The Hidden Test in Every Job Application

Andrew Quinn
5 min readMar 22, 2022

Applying for a job through a company’s jobs portal is a game for suckers, dupes, and fools. I learned this after spending a couple months trying it. Having wasted enough of my life on this pointless exercise, I can report back that there’s no worse use of your time.

In the period before my enlightenment, I became increasingly frustrated at the automated rejection letters following my application to positions I knew I was well qualified for, so I ran an experiment by applying to a few jobs that were mirror images of the one I’d excelled at a couple years prior. Zero invitations to interview. Immediate rejections.

What the hell?

I started turning this problem over in my mind: What’s the point of a jobs portal if companies don’t even make contact with the obviously qualified candidates that connect with them through it?

That’s when I remembered Nigerian Prince scams.

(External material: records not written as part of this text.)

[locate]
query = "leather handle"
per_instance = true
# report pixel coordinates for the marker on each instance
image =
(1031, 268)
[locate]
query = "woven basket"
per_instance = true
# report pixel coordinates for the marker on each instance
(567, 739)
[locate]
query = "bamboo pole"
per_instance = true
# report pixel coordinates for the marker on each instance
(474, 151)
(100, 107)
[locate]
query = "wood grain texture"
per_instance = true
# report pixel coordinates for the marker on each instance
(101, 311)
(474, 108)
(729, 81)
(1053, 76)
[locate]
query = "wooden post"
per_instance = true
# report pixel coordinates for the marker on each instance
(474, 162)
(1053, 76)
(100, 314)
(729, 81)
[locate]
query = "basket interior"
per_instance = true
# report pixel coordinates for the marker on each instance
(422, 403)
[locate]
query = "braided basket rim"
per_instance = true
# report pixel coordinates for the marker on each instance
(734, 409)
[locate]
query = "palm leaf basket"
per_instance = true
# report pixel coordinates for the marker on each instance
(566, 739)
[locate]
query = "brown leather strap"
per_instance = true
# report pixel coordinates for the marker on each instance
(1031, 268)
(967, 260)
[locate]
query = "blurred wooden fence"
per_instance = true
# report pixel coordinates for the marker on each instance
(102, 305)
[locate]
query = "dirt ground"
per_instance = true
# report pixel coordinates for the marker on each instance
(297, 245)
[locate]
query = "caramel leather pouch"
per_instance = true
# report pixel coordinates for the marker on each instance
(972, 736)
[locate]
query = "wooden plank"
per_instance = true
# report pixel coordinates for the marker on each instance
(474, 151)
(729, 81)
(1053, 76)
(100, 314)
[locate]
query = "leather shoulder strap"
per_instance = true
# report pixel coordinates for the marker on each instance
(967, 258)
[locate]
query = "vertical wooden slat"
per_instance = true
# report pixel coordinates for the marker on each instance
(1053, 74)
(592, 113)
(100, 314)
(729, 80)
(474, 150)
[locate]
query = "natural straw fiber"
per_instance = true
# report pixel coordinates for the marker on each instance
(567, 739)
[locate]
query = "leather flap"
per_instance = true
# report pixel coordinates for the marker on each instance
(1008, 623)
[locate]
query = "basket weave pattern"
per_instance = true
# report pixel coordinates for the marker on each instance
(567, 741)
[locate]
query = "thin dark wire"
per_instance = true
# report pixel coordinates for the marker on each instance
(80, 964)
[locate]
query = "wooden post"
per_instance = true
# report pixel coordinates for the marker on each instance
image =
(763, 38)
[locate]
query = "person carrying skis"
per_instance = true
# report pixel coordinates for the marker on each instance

Authors Dubner and Levitt of Freakonomics fame tell a memorable anecdote in one of their sequel editions:

“The method notwithstanding, seducing people to sort themselves into different categories can be all sorts of useful. It can also be extraordinarily profitable. Consider the following e-mail:

Dear Sir/Madam, TOP SECRET:

I am one of the officials in the Energy management board in Lagos, Nigeria. I got your

information in a business directory from the Chamber of Commerce and Industries when I was searching for a RELIABLE, HONEST, AND TRUSTWORTHY person to entrust this business with.

During the award of a contract to bring Electrification to Urban centres, a few of my

colleagues and I had inflated the amount of this contract. The OVER-INVOICED AMOUNT is being safeguarded under our custody.